Vu la procédure suivante :
Procédures contentieuses antérieures :
Sous le n° 1800187, M. A... C... a demandé au tribunal administratif de Bastia de condamner le centre hospitalier d'Ajaccio à lui verser la somme de 15 000 euros en réparation des préjudices résultant de la rupture de la convention passée le 23 mai 2013 pour l'utilisation du bloc opératoire d'ophtalmologie de l'établissement à titre libéral ou, à titre subsidiaire, si les stipulations contractuelles de cette convention de mise à disposition devaient être écartées, une somme de 8 963,625 euros en remboursement du montant cumulé de redevance prélevé à tort au titre des années 2012 à 2016.

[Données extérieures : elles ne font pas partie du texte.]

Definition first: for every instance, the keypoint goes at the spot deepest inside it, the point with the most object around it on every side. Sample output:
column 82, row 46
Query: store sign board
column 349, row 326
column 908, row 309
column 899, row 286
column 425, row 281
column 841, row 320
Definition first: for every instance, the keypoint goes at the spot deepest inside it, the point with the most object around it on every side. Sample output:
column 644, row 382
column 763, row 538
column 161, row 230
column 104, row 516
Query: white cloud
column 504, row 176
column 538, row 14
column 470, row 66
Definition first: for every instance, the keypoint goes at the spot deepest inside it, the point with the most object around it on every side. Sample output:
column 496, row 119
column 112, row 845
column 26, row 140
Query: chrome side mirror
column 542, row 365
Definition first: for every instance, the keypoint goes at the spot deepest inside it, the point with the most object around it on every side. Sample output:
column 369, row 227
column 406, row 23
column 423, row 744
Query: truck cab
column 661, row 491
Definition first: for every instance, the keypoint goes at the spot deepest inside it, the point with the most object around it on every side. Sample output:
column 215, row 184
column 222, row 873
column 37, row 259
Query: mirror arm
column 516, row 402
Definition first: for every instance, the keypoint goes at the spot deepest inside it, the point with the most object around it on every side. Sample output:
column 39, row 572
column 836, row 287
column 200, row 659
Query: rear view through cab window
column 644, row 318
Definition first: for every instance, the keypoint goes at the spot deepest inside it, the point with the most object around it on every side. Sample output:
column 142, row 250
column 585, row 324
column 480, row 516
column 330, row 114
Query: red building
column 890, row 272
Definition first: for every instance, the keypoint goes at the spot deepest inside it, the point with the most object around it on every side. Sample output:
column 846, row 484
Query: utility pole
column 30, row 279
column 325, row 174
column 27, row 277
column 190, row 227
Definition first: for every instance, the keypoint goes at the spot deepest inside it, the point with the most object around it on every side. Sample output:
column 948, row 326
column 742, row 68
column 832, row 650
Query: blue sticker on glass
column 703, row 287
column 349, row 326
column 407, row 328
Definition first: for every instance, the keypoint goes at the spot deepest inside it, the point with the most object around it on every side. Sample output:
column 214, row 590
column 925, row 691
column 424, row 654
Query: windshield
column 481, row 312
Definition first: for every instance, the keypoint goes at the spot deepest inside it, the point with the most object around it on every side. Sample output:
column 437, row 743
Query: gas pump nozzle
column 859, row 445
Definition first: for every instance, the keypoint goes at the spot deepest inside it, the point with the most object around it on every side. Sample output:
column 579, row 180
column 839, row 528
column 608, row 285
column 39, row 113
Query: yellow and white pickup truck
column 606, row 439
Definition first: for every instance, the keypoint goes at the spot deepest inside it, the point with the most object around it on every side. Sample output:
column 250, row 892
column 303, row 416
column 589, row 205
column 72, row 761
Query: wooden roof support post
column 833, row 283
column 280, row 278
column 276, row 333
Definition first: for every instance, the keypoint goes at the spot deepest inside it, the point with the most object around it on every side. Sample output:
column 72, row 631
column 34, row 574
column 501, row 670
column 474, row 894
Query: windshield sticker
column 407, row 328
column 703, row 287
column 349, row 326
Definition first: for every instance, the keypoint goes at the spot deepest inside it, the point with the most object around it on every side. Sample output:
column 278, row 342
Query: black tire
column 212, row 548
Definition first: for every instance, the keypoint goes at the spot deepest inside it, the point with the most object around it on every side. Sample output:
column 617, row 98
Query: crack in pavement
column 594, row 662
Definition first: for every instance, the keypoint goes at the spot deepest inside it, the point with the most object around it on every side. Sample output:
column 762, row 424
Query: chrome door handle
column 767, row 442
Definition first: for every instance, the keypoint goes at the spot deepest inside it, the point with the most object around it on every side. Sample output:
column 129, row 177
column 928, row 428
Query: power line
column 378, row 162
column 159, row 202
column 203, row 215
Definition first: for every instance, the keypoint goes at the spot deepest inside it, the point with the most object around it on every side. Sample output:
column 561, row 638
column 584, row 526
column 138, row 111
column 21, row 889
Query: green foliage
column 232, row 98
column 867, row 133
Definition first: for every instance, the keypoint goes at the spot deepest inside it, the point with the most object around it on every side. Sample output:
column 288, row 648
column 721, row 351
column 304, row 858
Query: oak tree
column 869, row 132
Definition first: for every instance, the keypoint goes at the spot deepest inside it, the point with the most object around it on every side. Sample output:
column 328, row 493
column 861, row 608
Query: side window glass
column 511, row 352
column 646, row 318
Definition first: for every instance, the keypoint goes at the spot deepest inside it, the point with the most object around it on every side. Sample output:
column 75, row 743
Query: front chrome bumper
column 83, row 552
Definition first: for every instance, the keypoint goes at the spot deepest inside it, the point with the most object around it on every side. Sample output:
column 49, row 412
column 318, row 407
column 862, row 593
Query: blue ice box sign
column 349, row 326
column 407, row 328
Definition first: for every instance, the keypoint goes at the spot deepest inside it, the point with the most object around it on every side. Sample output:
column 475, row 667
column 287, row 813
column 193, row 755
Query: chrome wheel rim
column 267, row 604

Sous le n° 1800571, M. C... a demandé au tribunal administratif de Bastia d'annuler le titre de recettes émis le 16 avril 2018 par le trésorier du centre hospitalier d'Ajaccio pour le recouvrement d'une somme de 9 225 euros et de condamner le centre hospitalier d'Ajaccio à lui verser, d'une part, la somme de 15 000 euros en réparation des préjudices qu'il estime avoir subis du fait de la rupture de la convention du 23 mai 2013 ou, à titre subsidiaire, la somme de 8 963,625 euros en remboursement du montant cumulé de redevance prélevé à tort au titre des années 2012 à 2016, et, d'autre part, la somme de 2 448 euros au titre de ses honoraires pour le mois de septembre 2013, ou, si les stipulations de la convention devaient être écartées, une somme de 2 606,57 euros.
Par un jugement n° 1800187, 1800571 du 17 octobre 2019, le tribunal administratif de Bastia a annulé le titre exécutoire émis le 16 avril 2018 par le directeur du centre hospitalier d'Ajaccio, a déchargé M. C... de l'obligation de payer la somme procédant de ce titre de recettes et a rejeté le surplus des conclusions des parties.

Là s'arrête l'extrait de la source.